This right here is the crux of the problem - profitability rules over any and all functionality.

Even in a scenario where a given design/layout was universally desirable, it will lose out to a design that is more optimal for revenue generation.

Ok, yes, Google is a company that needs to make money, but changes that optimize for revenue over usability have a strong chance of a domino effect down the line of a dwindling user base paying an increasing cost to use a service that is no longer worth it.

> I assume they have the resources to measure _everything_.

I don't disagree with this assessment, but I believe it just means that they know where the inflection point is between functionality (driving engagement and retention) and revenue (increased at the expense of retention and engagement) and try and ride that intersection to maximize both.

> I believe YouTube is crushing it as a content provider.

There's an argument to be made here that YouTube just doesn't have any real competition due to the infrastructural requirements being so heavy and the network effect of having so many people using the platform, and that's different than doing well enough to be able to compete in an environment that had more competition.

Put another way, the way YouTube is run works great up until you have an actual competitor operating at the same scale, at which point it falls over, as opposed to one that could effectively compete against another service.

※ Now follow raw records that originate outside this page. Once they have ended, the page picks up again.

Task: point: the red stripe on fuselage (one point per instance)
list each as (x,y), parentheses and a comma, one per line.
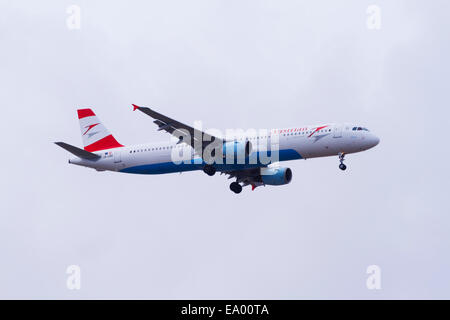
(107,142)
(83,113)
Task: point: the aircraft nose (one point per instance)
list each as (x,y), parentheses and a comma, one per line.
(374,140)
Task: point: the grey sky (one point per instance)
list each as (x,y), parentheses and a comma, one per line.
(231,64)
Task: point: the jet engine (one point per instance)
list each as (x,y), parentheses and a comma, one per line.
(276,176)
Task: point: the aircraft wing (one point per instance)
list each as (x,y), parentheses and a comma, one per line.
(195,138)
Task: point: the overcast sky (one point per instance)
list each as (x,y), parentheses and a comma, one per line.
(230,64)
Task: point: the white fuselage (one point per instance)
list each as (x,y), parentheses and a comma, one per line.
(293,143)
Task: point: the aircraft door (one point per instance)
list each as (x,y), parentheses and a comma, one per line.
(337,131)
(117,156)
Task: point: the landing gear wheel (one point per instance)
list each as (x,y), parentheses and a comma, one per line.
(235,187)
(209,170)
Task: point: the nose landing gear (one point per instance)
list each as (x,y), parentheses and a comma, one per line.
(209,170)
(235,187)
(342,166)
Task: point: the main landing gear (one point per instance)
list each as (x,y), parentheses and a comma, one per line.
(235,187)
(209,170)
(342,166)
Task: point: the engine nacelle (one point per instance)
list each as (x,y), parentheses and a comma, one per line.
(239,149)
(276,176)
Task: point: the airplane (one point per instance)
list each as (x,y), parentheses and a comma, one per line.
(104,153)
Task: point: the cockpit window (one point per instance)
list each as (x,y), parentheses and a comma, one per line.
(359,129)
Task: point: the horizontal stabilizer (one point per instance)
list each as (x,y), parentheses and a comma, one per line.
(80,153)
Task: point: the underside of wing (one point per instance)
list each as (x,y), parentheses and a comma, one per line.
(195,138)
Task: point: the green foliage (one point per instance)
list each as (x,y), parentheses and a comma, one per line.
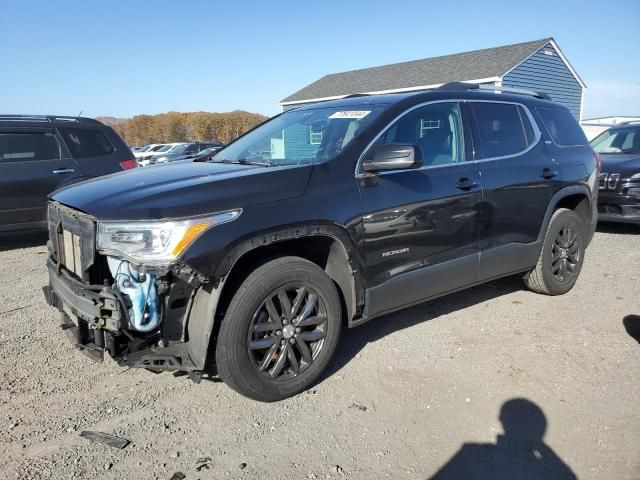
(184,127)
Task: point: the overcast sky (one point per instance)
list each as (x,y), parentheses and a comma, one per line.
(122,58)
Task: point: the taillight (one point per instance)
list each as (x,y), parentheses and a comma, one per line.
(128,164)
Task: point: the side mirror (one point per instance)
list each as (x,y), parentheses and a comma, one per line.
(391,157)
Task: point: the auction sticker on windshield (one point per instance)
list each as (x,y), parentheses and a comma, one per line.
(353,114)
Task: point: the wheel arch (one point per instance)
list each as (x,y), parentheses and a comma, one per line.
(577,198)
(329,246)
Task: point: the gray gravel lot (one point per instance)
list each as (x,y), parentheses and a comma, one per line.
(403,395)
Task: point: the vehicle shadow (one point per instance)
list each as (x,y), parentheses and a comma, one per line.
(352,340)
(13,241)
(520,453)
(618,228)
(632,326)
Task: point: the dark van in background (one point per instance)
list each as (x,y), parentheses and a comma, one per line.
(39,154)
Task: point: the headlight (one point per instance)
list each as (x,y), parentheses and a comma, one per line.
(156,243)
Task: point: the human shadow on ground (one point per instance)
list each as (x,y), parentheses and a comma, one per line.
(632,326)
(520,453)
(13,241)
(352,340)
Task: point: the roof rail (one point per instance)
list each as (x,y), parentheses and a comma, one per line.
(356,95)
(47,118)
(493,88)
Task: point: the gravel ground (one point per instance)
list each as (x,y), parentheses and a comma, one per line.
(403,395)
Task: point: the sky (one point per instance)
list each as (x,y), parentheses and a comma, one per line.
(123,58)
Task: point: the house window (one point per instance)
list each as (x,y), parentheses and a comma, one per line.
(315,136)
(427,124)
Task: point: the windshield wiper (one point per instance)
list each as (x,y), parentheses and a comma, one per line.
(243,161)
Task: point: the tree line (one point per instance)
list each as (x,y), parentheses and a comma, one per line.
(184,127)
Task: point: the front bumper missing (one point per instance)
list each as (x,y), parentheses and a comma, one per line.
(95,320)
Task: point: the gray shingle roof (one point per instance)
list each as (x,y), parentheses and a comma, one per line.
(490,62)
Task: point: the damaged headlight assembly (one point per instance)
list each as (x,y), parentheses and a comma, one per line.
(138,251)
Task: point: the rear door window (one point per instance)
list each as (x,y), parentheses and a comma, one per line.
(24,147)
(84,143)
(500,129)
(562,126)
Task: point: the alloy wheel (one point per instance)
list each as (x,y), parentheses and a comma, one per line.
(565,254)
(287,332)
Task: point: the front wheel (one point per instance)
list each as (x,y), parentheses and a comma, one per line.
(561,257)
(280,330)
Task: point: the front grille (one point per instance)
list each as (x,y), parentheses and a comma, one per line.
(609,181)
(72,252)
(72,235)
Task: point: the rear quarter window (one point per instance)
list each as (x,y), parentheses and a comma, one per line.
(24,147)
(84,143)
(562,126)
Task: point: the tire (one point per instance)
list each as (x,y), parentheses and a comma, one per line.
(249,349)
(562,255)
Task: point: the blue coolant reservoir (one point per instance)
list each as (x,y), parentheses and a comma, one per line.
(141,290)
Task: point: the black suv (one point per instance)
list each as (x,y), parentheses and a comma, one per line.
(39,154)
(619,150)
(247,266)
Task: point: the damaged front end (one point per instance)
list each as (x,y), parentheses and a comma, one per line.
(121,288)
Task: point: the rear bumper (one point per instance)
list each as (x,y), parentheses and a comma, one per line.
(621,205)
(619,213)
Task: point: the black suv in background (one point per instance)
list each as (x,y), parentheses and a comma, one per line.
(331,214)
(619,150)
(39,154)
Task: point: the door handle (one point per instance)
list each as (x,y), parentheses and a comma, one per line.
(467,183)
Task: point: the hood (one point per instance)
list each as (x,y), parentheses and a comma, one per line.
(183,189)
(624,164)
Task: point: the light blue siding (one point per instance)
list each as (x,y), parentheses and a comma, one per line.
(549,74)
(297,143)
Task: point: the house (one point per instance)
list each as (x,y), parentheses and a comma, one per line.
(539,65)
(595,126)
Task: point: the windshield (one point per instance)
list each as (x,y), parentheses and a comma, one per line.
(623,141)
(178,148)
(301,136)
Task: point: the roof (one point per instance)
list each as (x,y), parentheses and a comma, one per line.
(479,66)
(419,96)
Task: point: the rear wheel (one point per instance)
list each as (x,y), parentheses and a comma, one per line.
(560,261)
(280,330)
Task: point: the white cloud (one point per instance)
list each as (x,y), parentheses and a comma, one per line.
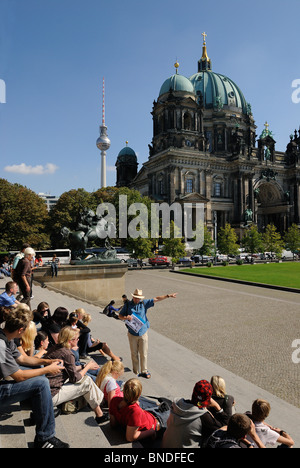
(24,169)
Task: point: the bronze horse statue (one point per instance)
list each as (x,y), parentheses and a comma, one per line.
(88,230)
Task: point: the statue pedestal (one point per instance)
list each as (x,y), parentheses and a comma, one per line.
(97,284)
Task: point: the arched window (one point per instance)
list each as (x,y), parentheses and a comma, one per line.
(187,121)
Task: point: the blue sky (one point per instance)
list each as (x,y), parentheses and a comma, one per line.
(54,54)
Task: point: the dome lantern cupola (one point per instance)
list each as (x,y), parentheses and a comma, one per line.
(204,63)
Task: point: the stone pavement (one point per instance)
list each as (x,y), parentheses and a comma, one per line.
(174,368)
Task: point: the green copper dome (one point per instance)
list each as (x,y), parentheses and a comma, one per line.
(218,90)
(128,155)
(177,83)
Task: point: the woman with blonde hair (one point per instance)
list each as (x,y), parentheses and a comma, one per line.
(92,344)
(107,380)
(79,384)
(26,345)
(127,413)
(225,401)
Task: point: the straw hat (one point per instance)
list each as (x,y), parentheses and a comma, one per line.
(138,294)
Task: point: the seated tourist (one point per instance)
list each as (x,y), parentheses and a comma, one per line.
(53,324)
(191,422)
(8,298)
(268,435)
(41,343)
(107,380)
(72,383)
(225,401)
(18,384)
(92,345)
(126,412)
(235,434)
(25,344)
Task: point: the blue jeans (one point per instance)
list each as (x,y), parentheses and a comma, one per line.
(37,390)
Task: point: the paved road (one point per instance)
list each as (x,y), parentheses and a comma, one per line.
(246,330)
(200,319)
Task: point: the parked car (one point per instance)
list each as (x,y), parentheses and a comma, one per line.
(184,260)
(133,262)
(159,260)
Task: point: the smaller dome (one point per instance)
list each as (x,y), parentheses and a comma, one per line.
(127,155)
(177,83)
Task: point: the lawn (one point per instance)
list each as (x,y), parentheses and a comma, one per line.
(279,274)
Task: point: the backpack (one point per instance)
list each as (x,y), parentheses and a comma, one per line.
(73,406)
(106,309)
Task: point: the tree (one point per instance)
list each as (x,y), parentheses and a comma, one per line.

This feeds back into the point about riding that curve of revenue vs. functionality. If you're right at the intersection of that curve you have very little flexibility with which to adjust in competition with another entity. This just points YouTube believing (not unreasonably so) that they're an effective monopoly and don't need to worry about competition, so it doesn't enter into their calculations. They may never need to worry about it.

None of that is the same thing as being a "good" or "optimal" service for users, and you can't really "crush it" when there's no one of a similar size within the space to compare against.